Tuesday, August 14, 2012

Distributed Systems with ZeroMQ

Departing a bit from my current series on gevent and Python, today I want to take a look at a different networking technology that's been gaining traction: ZeroMQ. So without further ado, let's jump right in...

ZeroMQ design principles

One of the first things to understand about ZeroMQ is that it's not a message broker like you might assume from its name. ZeroMQ is a library that supports certain network communication patterns using sockets. The "MQ" part comes in because ZeroMQ uses queues internally to buffer messages so that you don't block your application when sending data. When you say socket.send(...), ZeroMQ actually enqueues a message to be sent later by a dedicated communication thread. (This communication thread and its state are encapsulated in the ZeroMQ Context object used below; most programs will have a single Context.)

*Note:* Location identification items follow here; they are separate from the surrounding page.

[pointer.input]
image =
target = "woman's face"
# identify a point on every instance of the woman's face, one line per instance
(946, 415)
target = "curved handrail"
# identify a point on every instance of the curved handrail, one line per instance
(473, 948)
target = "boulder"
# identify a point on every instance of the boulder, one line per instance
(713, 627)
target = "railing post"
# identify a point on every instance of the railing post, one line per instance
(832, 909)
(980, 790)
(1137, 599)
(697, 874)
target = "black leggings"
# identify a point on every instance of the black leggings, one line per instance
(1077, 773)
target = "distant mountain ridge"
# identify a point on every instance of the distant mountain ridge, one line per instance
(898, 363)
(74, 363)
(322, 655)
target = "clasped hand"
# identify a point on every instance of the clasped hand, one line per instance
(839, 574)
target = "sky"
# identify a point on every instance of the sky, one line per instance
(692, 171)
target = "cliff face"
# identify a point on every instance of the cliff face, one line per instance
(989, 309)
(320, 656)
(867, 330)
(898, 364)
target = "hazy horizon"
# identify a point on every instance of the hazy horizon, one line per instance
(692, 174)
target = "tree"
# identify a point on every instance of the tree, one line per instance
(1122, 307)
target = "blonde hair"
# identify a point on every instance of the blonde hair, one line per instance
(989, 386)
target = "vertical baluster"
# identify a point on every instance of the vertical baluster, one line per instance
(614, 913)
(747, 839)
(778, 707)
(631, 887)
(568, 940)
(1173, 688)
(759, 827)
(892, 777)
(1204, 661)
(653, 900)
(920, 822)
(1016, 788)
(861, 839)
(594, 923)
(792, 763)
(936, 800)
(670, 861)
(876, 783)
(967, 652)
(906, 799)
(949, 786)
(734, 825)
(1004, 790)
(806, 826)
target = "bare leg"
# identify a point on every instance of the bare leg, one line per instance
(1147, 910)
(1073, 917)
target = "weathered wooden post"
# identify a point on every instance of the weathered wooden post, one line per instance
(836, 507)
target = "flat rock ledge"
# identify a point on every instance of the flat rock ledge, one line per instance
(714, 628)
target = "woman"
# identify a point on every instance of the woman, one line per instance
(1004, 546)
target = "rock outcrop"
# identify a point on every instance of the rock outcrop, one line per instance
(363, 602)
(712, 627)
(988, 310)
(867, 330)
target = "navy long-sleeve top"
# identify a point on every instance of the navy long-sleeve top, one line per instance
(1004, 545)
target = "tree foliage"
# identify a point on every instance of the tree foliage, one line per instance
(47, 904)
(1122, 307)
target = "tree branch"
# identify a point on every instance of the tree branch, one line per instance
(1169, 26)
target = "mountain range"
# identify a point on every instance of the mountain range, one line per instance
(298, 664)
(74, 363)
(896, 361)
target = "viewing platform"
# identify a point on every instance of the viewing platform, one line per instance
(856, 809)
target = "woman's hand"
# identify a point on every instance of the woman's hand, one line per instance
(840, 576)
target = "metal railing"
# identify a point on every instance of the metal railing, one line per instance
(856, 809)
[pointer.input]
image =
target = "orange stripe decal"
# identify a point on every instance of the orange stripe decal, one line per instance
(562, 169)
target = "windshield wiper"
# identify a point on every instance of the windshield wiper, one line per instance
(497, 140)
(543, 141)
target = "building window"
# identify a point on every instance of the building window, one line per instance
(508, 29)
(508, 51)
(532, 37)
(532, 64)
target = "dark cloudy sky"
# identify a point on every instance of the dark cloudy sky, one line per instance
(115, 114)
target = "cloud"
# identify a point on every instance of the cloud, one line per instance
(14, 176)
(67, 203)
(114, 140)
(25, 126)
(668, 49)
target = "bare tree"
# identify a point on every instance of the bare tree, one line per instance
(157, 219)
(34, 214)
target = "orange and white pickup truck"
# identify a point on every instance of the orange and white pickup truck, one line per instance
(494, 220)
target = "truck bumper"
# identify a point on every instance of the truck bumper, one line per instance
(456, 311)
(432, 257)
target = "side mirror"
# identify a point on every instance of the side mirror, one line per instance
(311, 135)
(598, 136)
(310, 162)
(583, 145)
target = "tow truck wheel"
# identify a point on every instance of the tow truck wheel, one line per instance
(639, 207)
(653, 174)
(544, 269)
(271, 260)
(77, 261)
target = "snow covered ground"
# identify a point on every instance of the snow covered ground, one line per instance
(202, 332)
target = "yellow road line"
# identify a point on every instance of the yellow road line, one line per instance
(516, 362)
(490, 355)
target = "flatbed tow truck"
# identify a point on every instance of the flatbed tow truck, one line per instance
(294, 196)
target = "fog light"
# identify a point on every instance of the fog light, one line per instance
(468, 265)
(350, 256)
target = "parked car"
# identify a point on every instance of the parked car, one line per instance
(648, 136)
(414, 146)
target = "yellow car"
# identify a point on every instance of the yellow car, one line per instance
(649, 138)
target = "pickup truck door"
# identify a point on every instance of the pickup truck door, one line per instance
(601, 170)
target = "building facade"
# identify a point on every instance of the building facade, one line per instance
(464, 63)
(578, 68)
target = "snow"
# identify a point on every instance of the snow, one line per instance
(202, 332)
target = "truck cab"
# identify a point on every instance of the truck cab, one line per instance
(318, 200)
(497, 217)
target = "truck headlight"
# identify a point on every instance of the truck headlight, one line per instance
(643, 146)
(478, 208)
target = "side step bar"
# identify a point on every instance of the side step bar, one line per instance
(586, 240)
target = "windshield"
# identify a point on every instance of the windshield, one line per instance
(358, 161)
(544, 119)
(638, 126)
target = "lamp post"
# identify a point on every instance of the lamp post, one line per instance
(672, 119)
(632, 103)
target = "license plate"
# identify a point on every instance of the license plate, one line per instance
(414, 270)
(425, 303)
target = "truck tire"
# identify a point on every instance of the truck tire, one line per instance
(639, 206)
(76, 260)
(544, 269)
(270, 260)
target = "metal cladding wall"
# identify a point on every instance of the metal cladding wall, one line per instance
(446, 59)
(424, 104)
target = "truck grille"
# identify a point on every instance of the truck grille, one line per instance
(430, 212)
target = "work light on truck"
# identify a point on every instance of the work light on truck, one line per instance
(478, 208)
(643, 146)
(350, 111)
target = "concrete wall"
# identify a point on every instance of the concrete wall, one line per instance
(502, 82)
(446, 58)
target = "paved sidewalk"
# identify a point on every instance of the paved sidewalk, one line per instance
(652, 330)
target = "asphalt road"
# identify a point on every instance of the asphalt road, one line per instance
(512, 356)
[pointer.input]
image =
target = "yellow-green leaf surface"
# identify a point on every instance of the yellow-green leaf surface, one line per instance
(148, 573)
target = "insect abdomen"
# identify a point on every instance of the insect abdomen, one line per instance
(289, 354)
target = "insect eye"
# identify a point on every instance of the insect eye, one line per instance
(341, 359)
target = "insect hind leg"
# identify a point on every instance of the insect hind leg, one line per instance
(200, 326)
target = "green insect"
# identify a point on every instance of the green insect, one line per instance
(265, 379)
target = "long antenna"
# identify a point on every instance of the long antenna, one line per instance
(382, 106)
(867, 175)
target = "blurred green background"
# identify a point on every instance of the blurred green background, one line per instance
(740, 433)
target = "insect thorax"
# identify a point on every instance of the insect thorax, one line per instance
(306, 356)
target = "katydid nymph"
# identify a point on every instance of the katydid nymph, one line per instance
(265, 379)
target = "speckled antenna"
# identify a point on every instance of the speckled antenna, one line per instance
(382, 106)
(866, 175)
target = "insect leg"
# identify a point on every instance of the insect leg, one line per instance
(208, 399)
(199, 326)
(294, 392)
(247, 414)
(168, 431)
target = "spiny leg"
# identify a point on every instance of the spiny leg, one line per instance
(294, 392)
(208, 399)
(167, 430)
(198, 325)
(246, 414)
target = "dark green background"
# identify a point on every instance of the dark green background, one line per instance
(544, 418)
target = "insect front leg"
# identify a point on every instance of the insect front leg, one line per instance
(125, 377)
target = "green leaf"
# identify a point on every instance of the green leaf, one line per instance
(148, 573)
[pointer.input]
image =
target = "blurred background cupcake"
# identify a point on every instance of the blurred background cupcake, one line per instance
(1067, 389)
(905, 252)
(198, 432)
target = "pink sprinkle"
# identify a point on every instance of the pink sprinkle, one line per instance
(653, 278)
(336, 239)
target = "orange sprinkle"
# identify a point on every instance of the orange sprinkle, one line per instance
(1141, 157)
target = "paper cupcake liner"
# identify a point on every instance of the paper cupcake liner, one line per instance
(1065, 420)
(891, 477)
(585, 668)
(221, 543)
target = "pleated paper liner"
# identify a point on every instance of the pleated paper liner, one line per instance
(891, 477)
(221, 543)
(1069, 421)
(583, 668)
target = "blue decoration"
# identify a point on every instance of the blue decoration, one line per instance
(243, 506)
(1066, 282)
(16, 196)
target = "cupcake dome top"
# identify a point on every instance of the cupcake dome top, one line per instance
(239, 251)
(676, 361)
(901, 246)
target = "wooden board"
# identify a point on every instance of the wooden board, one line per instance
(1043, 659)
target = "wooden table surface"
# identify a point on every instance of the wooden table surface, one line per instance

ZeroMQ binding/connecting versus "normal" sockets

The next thing to understand is that ZeroMQ separates the notion of clients and servers from the underlying communication pattern. For instance, you may be used to creating a socket for receiving requests with a pattern similar to the following:

from socket import socket

sock = socket()
sock.bind(('', 8080))
sock.listen(256)
while True:
    cli = sock.accept()
    # The following code would probably be handled in a 'worker' thread or
    # greenlet. It's included here only for example purposes.
    message = cli.recv(...)
    response = handle_message(message)
    cli.send(response)

The client would then connect() to the server and send a request:

from socket import socket

sock = socket()
sock.connect(('localhost', 8080))
sock.send(message)
response = sock.recv(...)

In ZeroMQ, either end of the request/response pattern can bind, and either end can connect. For instance, using the pyzmq library, you can have your "server" (the one who handles requests) connect to the "client" (the one who sends requests). The "server" code then looks like this:

import zmq
context = zmq.Context.instance()

sock = context.socket(zmq.REP)
sock.connect('tcp://localhost:8080')

while True:
    message = sock.recv()
    response = handle_message(message)
    sock.send(response)

The "client" code would look like this:

import zmq
context = zmq.Context.instance()

sock = context.socket(zmq.REQ)
sock.bind('tcp://*:8080')

sock.send(message)
response = sock.recv()

There are a couple of things to note here. First, as noted above, the "server" is doing the connecting, and the "client" is doing the binding. Another thing to note is the address used. Rather than passing a hostname/port, we pass a URI.

ZeroMQ transport types

ZeroMQ supports several different styles of URIs for its transport layer, each of which supports the full gamut of ZeroMQ functionality:

  • tcp://hostname:port sockets let us do "regular" TCP networking
  • inproc://name sockets let us do in-process networking (inter-thread/greenlet) with the same code we'd use for TCP networking
  • ipc:///tmp/filename sockets use UNIX domain sockets for inter-process communication
  • pgm://interface:address:port and epgm://interface:address:port use the OpenPGM library to support multicast over IP (pgm) and over UDP (epgm). Due to the nature of multicast, the pgm and epgm transports can only be used with PUB/SUB socket types (more on this below).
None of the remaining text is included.